Glick has been visiting Rangeley for summer vacations since 2008, so much of the story was written at her rented cabin on Dodge Pond. She even received her page proofs here, permanently connecting the town to the novel in her mind. But the process of penning a novel was not quite as serene as a carefree summer day on the pond. Glick spent years writing a memoir, but after she completed her first copy, her editor told her that people would be less inclined to pick up a nonfiction book about the Middle East. So, she went back to work for over a year, revising and rewriting The Other End of the Sea into a work of fiction.

Today, the novel is far from an everyday tale of a faraway warzone. “The book doesn’t just deal with themes of justice and war and peace in the Middle East. It deals with themes that a lot of us face in our lives; it talks about relationships, and raising children, and aging, and dealing with our families, with migration and immigration issues,” said Glick.

Set in various locations across the Middle Eastern region, the story follows Zayn, a Palestinian, and Rebecca, a Jewish American. Each has a different relationship with the Middle East, but while enduring war and violence they come together, fall in love, and have a family.

While centering Zayn and Rebecca’s romance, Glick also incorporated what she refers to as “other love stories,” such as a love of community, love of ideals, and love of place. Including these universal values contributed to Glick’s goal of broadening the American perception of the Middle East, taking readers to places they “only hear about in the news when they’re being bombed.” It was important to her to illustrate that while the Gaza Strip, for instance, is under occupation, it is simultaneously a place where people “have gardens, and fall in love, and get married, and form friendships, and do silly, quirky things.”

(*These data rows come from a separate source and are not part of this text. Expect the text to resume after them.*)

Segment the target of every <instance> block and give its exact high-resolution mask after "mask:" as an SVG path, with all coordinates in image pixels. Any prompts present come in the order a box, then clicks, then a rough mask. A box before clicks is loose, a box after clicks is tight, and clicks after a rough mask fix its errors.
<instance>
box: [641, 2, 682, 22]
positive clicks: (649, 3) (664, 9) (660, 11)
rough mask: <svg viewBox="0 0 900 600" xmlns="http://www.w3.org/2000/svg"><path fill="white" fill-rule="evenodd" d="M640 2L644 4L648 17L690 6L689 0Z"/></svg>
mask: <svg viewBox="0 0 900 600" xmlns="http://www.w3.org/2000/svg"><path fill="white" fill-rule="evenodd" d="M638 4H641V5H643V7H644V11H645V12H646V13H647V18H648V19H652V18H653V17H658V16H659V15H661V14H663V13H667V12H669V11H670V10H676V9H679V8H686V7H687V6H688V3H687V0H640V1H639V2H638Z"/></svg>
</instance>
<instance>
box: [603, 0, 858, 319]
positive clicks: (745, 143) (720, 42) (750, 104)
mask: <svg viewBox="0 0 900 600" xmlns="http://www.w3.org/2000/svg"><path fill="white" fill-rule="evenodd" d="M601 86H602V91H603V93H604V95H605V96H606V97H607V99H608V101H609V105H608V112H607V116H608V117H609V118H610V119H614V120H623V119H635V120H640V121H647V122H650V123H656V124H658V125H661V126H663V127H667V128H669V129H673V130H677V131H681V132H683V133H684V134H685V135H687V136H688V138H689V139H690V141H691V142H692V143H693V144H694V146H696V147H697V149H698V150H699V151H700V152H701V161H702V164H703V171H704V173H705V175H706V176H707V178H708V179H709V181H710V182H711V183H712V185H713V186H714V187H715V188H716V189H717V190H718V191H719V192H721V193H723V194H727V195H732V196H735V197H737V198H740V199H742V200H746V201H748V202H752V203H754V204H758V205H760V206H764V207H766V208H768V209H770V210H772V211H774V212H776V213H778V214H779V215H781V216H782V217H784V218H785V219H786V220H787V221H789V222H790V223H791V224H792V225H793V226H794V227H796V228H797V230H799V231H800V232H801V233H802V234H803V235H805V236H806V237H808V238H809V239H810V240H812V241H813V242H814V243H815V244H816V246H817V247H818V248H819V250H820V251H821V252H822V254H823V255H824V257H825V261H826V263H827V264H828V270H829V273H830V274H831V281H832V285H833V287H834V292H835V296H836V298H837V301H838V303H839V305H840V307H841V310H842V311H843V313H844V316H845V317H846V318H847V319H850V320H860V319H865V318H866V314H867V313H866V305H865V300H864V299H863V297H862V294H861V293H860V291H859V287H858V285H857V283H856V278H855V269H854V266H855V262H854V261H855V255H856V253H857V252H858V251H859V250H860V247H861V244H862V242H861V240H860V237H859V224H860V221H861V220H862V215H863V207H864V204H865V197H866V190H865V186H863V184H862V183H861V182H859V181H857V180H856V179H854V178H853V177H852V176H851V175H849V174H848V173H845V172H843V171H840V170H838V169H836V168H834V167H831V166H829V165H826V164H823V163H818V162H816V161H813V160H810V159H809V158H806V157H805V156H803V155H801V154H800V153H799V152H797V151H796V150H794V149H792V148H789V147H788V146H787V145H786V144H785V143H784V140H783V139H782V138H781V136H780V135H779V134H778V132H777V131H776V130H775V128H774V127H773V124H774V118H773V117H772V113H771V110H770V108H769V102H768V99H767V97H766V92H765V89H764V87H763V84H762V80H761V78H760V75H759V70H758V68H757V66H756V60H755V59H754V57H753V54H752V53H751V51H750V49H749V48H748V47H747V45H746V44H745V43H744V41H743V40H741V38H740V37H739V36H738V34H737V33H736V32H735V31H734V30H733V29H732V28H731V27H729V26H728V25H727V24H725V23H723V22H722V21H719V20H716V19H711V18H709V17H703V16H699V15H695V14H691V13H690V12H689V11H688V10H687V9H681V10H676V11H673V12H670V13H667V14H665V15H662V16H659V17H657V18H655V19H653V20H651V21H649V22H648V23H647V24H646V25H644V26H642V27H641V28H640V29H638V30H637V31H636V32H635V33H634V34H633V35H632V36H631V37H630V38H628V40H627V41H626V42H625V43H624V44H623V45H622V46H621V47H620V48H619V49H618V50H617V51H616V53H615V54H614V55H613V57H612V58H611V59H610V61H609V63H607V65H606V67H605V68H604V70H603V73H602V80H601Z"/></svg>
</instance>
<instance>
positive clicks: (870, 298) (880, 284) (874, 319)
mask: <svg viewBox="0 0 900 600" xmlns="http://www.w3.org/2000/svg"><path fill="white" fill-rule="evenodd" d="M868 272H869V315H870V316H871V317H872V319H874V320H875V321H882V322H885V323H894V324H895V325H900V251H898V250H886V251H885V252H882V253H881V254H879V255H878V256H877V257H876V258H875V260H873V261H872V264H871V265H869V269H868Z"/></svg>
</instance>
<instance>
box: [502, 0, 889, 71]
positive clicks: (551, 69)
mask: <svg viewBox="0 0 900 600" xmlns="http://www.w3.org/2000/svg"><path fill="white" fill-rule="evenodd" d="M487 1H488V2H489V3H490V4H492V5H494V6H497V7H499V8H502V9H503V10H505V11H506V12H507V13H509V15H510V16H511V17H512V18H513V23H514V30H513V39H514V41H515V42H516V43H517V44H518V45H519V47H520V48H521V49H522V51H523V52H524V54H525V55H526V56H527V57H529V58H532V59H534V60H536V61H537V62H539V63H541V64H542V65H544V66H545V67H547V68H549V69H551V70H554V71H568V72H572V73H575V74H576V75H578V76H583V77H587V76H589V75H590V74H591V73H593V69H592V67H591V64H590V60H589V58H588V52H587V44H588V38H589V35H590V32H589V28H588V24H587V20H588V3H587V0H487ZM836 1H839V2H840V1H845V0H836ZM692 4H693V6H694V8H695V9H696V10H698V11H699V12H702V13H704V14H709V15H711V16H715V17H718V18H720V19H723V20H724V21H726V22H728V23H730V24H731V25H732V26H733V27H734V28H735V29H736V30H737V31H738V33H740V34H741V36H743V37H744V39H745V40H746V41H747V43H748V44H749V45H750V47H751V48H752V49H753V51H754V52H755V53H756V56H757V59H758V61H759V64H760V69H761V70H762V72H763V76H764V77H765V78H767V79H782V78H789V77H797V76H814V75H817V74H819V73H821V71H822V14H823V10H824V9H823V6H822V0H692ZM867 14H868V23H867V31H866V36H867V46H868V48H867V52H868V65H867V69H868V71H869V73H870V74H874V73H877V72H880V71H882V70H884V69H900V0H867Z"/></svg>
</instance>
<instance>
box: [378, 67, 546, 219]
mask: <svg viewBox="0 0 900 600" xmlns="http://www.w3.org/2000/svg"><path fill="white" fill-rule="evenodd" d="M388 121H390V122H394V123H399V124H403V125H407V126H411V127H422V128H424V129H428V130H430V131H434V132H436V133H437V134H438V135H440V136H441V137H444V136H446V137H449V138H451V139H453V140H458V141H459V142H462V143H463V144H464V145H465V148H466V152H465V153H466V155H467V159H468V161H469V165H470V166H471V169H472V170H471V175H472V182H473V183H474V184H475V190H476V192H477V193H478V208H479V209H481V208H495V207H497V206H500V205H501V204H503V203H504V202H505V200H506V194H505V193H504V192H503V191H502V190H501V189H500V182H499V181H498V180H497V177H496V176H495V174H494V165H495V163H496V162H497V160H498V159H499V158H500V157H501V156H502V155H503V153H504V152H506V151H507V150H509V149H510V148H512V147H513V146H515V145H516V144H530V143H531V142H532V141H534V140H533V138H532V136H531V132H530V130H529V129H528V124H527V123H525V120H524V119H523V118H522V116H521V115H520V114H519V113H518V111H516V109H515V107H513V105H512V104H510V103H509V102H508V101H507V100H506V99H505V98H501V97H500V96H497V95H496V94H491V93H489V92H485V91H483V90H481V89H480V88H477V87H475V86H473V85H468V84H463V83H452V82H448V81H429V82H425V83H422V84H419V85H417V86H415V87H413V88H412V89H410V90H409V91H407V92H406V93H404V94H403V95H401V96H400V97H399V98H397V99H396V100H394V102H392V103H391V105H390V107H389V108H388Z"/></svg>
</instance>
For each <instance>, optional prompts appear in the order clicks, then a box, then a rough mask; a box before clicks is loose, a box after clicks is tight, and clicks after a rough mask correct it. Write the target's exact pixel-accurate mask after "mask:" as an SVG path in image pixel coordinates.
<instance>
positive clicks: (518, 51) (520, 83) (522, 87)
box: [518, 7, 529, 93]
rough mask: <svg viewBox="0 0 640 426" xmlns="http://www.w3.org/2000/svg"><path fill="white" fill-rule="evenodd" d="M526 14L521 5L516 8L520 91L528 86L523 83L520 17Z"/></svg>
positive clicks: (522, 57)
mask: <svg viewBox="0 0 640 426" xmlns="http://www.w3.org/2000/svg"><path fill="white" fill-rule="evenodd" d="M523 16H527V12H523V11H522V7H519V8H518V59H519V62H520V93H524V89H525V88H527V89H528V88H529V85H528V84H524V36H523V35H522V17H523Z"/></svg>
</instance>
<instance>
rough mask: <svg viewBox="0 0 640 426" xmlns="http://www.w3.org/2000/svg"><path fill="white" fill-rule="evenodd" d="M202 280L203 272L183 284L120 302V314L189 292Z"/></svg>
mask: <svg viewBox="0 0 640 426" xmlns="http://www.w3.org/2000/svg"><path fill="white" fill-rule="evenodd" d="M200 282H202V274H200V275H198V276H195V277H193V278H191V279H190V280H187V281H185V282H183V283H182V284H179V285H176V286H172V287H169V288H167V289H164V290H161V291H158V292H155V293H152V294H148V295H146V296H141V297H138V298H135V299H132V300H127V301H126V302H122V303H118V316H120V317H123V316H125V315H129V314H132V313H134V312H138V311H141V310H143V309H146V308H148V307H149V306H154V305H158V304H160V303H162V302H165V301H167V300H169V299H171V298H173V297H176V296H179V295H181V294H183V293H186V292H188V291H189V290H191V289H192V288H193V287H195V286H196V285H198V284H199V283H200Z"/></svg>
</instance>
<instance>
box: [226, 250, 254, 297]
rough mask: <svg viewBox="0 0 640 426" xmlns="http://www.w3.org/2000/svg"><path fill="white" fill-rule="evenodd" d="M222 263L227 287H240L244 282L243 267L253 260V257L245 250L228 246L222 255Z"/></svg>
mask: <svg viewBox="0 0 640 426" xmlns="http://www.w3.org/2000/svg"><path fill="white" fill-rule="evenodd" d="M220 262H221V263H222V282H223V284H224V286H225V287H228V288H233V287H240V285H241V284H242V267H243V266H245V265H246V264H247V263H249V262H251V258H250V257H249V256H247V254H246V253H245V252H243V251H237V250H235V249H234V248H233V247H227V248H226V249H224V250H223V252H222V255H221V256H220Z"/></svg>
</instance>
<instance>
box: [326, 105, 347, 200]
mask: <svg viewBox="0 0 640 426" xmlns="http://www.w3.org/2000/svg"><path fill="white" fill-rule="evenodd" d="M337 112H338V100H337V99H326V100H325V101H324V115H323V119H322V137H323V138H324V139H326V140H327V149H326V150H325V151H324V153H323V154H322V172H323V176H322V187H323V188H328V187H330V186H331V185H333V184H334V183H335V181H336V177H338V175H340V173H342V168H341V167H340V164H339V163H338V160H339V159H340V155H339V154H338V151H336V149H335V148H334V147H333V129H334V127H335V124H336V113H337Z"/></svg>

Finally, Glick hopes that readers search The Other End of the Sea — which is available for purchase at Books, Lines & Thinkers — for aspects that reflect something in their own lives or in those of their families or friends. “Local people can find in this story one about a woman struggling in a relationship, a woman struggling to raise a child…and the bonds of community and family, which I feel and see a lot in Rangeley.”